The project will be a major step toward a Transportation Master Plan update scheduled to begin later in 2010.
Data gathered from 400 Redmond households, selected at random, and 500 people employed in Redmond, will help city staff to better understand the travel habits of both populations and how to improve mobility in the city and the region.
NuStats, a professional research firm from Austin, Tex. will conduct the survey. Kirkland-based transportation consultants Fehr and Peers will assist in the endeavor.
The unique aspect of this survey is that it will study both the frequency and methods of travel utilized by two groups: Redmond residents and those who work here.

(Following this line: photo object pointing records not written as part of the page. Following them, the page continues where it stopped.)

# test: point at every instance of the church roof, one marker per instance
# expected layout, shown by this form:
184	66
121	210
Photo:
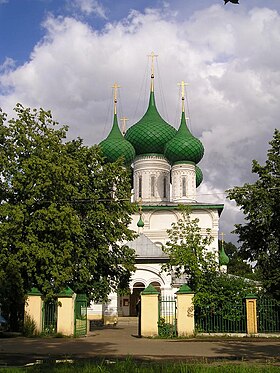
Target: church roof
116	146
184	146
151	133
145	248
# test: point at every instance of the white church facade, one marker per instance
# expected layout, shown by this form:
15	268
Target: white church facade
165	175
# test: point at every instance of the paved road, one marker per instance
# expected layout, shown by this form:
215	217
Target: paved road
121	341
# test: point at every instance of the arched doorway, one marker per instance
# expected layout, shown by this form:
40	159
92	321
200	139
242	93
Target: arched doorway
134	297
156	285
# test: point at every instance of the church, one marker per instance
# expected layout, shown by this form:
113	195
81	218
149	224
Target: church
165	175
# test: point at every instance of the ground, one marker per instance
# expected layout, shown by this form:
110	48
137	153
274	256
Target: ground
122	341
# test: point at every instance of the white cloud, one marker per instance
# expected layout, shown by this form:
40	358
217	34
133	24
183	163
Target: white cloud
88	7
230	59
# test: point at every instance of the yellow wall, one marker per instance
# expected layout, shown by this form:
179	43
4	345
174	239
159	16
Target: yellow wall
185	314
149	315
251	311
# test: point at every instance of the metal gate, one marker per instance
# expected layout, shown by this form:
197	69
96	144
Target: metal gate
50	317
229	318
167	318
80	315
268	315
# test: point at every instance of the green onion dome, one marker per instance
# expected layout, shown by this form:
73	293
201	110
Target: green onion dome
223	258
199	176
116	146
184	146
151	133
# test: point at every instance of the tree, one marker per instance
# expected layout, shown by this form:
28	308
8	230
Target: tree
64	213
260	202
237	265
187	251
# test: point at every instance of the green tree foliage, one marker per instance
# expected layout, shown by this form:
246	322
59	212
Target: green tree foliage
64	213
186	250
237	265
260	202
189	255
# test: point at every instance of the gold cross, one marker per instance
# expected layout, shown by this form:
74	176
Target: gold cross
140	205
222	234
183	85
152	55
115	86
124	120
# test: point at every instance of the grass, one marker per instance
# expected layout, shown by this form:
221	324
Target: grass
132	366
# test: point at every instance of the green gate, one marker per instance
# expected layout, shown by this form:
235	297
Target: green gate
80	315
230	318
268	315
167	319
50	317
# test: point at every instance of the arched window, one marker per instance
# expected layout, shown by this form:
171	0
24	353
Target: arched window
165	187
153	181
140	187
184	186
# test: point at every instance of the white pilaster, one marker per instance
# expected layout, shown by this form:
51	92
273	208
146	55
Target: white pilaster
183	182
151	179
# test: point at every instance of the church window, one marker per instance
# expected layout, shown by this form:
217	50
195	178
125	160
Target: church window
140	187
164	187
153	180
184	187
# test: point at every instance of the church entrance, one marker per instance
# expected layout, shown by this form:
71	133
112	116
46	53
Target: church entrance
134	297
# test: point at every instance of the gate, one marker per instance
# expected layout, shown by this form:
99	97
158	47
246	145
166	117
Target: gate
80	315
268	315
50	317
230	318
167	320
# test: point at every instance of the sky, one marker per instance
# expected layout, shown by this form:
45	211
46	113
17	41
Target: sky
65	56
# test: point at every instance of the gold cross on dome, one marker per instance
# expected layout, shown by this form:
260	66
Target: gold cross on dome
152	55
115	87
124	120
140	205
222	234
183	85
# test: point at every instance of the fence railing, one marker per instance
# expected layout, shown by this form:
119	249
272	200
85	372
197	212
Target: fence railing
167	321
50	317
268	315
229	319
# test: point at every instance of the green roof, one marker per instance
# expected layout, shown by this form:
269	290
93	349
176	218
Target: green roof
115	146
184	146
151	133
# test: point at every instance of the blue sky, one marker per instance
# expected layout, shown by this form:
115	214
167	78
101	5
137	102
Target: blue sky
65	55
21	20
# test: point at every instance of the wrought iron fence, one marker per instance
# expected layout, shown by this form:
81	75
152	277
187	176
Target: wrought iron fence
268	315
49	317
167	318
80	315
230	318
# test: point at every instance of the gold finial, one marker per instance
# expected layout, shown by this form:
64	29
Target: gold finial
140	206
222	234
115	86
183	85
124	120
152	55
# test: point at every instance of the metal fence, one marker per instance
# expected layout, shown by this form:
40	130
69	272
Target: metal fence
49	317
230	318
268	315
167	318
80	315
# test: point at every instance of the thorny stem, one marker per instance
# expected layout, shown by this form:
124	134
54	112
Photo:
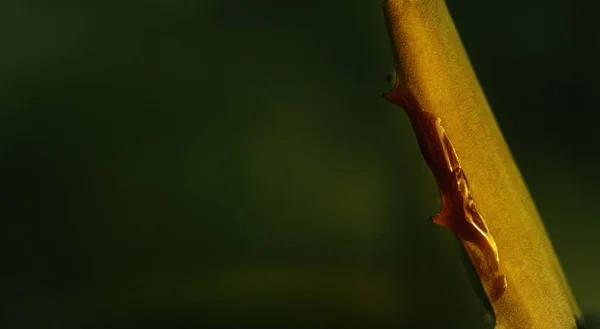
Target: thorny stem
484	199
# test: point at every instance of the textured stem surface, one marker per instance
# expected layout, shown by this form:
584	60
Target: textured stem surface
484	199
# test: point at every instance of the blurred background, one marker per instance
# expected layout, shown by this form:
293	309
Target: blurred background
191	164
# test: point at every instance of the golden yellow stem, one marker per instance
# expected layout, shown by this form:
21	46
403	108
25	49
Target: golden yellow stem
484	199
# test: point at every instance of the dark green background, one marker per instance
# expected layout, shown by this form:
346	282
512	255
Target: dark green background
183	164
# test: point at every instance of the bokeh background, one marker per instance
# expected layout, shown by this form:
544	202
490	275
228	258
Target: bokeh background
191	164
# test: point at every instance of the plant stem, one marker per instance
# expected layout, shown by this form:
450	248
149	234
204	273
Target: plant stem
484	199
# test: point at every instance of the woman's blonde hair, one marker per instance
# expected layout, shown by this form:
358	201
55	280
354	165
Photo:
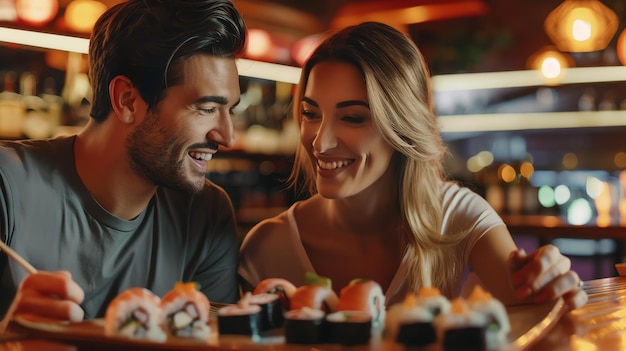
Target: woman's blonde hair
400	98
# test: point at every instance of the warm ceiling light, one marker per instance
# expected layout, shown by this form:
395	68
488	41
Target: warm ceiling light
303	48
259	44
621	47
36	12
581	25
81	15
550	63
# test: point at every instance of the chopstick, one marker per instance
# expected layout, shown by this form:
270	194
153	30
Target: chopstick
19	259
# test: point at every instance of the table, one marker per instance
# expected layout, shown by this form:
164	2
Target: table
598	325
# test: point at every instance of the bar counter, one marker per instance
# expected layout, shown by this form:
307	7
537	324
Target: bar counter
598	325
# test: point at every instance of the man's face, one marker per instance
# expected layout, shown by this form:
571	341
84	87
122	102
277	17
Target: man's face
173	144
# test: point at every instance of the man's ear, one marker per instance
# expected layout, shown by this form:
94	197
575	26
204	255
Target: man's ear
124	99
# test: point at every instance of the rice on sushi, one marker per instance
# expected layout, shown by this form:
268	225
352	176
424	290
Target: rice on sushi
186	311
136	314
279	286
410	322
271	310
242	318
318	296
498	324
363	295
349	327
462	328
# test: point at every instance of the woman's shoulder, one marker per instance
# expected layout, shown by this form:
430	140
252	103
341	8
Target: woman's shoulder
279	227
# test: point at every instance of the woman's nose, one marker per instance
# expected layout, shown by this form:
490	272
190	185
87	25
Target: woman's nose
325	138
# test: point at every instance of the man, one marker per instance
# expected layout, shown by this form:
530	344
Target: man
125	202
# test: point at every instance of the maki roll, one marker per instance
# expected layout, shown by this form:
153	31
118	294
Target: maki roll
282	287
271	310
305	326
317	294
462	328
363	295
349	327
186	311
136	314
498	324
242	318
410	323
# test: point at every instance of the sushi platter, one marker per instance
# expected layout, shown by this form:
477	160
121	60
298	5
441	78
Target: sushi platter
529	323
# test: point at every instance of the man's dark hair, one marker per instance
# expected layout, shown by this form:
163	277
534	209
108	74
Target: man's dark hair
148	40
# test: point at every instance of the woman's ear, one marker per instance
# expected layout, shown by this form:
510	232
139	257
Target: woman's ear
124	99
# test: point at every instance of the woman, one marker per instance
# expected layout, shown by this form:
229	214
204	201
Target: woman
370	154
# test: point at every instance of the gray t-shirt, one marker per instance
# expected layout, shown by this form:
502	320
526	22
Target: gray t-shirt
49	217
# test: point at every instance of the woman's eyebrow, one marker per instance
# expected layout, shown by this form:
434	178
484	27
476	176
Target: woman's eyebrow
339	104
352	103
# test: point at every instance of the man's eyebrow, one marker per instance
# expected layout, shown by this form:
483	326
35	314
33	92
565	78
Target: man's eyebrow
307	100
213	98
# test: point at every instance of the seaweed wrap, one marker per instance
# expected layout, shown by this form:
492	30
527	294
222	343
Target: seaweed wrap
305	326
135	314
363	295
243	318
186	311
349	327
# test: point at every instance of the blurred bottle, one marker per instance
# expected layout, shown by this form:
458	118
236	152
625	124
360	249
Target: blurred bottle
37	123
11	108
54	101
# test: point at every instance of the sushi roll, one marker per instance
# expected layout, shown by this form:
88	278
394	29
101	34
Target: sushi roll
462	328
431	299
409	323
363	295
243	318
498	326
186	311
349	327
282	287
305	326
314	296
271	310
136	314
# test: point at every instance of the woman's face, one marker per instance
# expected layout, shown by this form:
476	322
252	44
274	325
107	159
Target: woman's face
347	152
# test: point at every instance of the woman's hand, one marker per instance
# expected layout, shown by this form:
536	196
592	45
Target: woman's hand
544	275
48	296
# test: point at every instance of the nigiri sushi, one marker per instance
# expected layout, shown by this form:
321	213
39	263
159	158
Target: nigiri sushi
271	310
135	313
317	295
242	318
363	295
349	327
462	328
498	325
186	311
281	287
305	326
273	295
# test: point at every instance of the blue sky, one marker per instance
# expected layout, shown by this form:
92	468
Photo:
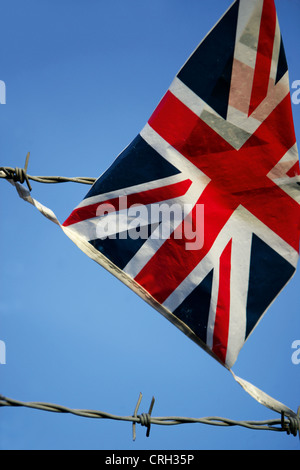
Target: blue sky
82	78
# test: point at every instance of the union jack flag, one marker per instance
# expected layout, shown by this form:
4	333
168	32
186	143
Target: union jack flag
222	138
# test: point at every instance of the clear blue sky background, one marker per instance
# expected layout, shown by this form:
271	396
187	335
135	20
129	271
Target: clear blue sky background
82	78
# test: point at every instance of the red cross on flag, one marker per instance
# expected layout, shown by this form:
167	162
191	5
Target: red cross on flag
219	154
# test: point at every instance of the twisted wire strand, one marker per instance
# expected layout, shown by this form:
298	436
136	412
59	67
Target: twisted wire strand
145	419
20	175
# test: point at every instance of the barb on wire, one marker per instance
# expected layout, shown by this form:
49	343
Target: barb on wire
20	175
285	424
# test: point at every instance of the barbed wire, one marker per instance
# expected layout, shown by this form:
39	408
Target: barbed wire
285	424
288	424
20	175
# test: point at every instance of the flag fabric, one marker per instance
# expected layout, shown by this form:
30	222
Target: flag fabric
200	214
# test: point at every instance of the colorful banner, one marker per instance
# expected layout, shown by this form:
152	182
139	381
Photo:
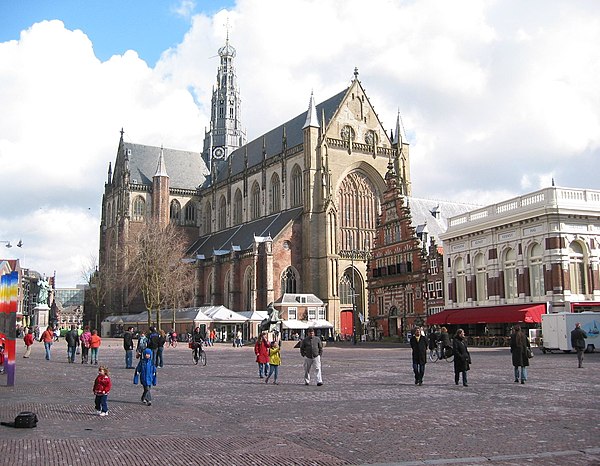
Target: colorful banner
8	322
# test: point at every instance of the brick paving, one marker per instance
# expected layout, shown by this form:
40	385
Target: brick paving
368	411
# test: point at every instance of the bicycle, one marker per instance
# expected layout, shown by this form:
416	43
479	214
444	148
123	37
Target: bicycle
198	354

Don Cairns, transportation services manager for the City of Redmond explained, “There are two parts in the survey, with the household part being more traditional and similar to what is done for the Puget Sound Regional Council, to get a sense of how they travel over a typical 24-hour period. The second piece is that we have a population of about 50,000 who live here but the daytime population is about 90,000 with employees from Microsoft and other large corporations.”
Letters will be sent to prospective households, requesting their participation. Willing residents will be asked to complete a brief interview by phone or online. NuStats will then assign a travel day and mail a travel diary for each member of the household, with detailed instructions on how to record their travel for the 24 hours assigned.
Survey participants will be asked about all modes of travel — whether it’s walking, biking, driving a car or riding a bus. They will also be asked about stops they may have added while traveling to or from work, school or elsewhere.
The information gathered will be strictly confidential and studied by impartial researchers, noted Lei Wu, project manager for the City of Redmond.
City staff members won’t see the actual travel diaries and won’t know the names of those who completed the diaries. In other words, they won’t be keeping track of “John Doe’s” trips to McDonald’s or the liquor store.
Whether they’re shopping or going to the dentist, more people traveling at any given time equates to more traffic and less convenience in getting around.
Cairns added, “Just like the (federal) census, an accurate count of people and assessment of their travel will help us to increase funding for transportation in line with growth. It will help us to be more competitive for regional and federal funding.”
Furthermore, said Wu, “Previously, regional surveys did not account for employees in the city.”
The city’s transportation demand manager Erika Vandenbrande and the R-Trip (Redmond Trip Resource and Incentive Program) team will reach out to large employers such as Microsoft, who already actively participate in trip reduction programs.
Meanwhile, Lu and the city’s safety education/public information manager Susan Byszeski will target small businesses to get their survey responses.
Again, survey participants representing Redmond’s employee sector will be asked about their commutes to and from work but also where they go and how they get there throughout the course of their work day.
Along with upticks in traffic during morning and evening “drive times,” traffic congestion also increases around noon in Redmond, when folks from both demographic groups, residents and workers, are out and about in the city.
“As we assemble both pieces of the survey data, it’ll benchmark where we’re at,” said Cairns. “We’ll repeat it about every five years to see what has changed, what’s the same, what’s working and what’s not, to give people better mobility within the city and the region.”